L’auteur entre ensuite dans une foule de recommandations qui nous entraîneraient trop loin. Ainsi il fallait, selon lui, peler les fruits avant de les offrir, et les présenter après les avoir recouverts de leur pelure. Travail à coup sûr délicat et fort méritoire.
Nous ne le suivrons pas non plus dans une multitude, de conjonctures dont les solutions ne feraient que confirmer ce qui a déjà été dit. On a vu par ce qui précède à combien de formalités se trouvaient astreints les gens non qualifiés vis-à-vis des grands. Quand un seigneur rendait visite à un simple particulier, celui-ci devait aller au-devant de son carrosse aussi loin que possible, et ne pas manquer d’être en manteau et en épée. En voyage ou en promenade, si l’on venait à rencontrer une procession, le roi ou les princes, il fallait descendre de carrosse et céder la route. Les hommes devaient garder la tête nue, et les daines ôter leur masque. Tout cela n’est que la déduction logique des prescriptions antérieures.

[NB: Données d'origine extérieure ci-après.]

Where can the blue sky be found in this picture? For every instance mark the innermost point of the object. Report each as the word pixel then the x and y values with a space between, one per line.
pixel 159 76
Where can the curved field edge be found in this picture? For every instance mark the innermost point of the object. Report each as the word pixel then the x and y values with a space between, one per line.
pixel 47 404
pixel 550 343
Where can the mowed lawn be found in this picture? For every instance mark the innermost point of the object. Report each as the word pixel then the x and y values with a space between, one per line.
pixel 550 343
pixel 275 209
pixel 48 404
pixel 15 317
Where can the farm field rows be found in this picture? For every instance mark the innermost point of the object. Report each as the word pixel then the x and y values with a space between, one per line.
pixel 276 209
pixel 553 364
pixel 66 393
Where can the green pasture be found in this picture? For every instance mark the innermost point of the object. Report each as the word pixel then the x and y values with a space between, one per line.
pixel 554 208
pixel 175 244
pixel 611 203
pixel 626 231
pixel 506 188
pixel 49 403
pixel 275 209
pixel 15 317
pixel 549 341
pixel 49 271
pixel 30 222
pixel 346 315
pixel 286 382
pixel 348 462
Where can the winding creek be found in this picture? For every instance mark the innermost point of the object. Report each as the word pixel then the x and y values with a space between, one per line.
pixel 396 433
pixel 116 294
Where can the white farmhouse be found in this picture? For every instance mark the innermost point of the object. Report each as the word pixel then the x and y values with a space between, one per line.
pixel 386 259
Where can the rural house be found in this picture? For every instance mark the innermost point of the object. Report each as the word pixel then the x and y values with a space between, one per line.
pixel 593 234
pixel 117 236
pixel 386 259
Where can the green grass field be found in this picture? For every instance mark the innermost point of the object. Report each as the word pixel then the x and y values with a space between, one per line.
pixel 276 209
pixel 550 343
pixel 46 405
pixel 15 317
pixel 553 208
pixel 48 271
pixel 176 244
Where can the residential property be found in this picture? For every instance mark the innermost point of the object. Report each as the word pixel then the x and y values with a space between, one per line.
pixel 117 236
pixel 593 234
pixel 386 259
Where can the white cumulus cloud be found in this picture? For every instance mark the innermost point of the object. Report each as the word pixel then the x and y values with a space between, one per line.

Enfin il resterait à parler de la politesse écrite, autrement dit de la correspondance épistolaire. Mais ici le problème s’enchevêtre à l’infini. L’auteur du Traité, après s’être évertué en vain pour trouver des formules qui puissent servir de modèles, finit par recommander à ses disciples de s’inspirer de la lecture du fameux Voiture. Le lecteur de nos jours qui n’imagine peut-être pas exactement les difficultés du style épistolaire d’alors nous saura gré de reproduire quelques jolis vers de Saint-Amant au sujet des lettres adressées aux personnes couronnées :
M’a-t-on instruit, sçais-je bien qu’une marge Doit être au moins de quatre doigts de large ? Qu’après « madame » il en faut vingt de blanc, Qu’en ces escrits le Vous n’a point de rang ? Que le respect parle en tierce personne ? Qu’à chaque mot « Votre Majesté » sonne ? Bref, qu’en tel cas il faut un bon docteur Pour bien tomber sur l’Humble serviteur. O qu’on en voit qui, dans leur tablature, En des sujets de pareille nature, Voulant finir, et ne sachant par où, Tombent si mal qu’ils se rompent le cou ! Que j’en connais, sans leur faire la guerre, Qui dès l’abord donnent du nez en terre ! Et qu’en missive on est embarrassé Quand le paquet aux Dieux est adressé ! |
On n’aura pas de peine à concevoir que nous avons omis çà et là pas mal de préceptes de nature à faire sourire le lecteur sceptique. A un seigneur qui éternue, ne pas dire : Dieu vous assiste, mais se découvrir et faire une profonde révérence. Ne pas se peigner dans une église, et si l’on n’est qu’un simple particulier, ne pas prendre deux morceaux de pain bénit. Ne pas manger le potage ou la sauce à même le plat ou la soupière. Ne pas jeter, quelque adroitement que cela soit, une bouchée de mauvais goût sous la table. Ne pas quitter sa perruque en société, surtout quand il y a des dames, etc. L’excellent auteur enregistre toutes ces choses avec une gravité qui ne bronche jamais.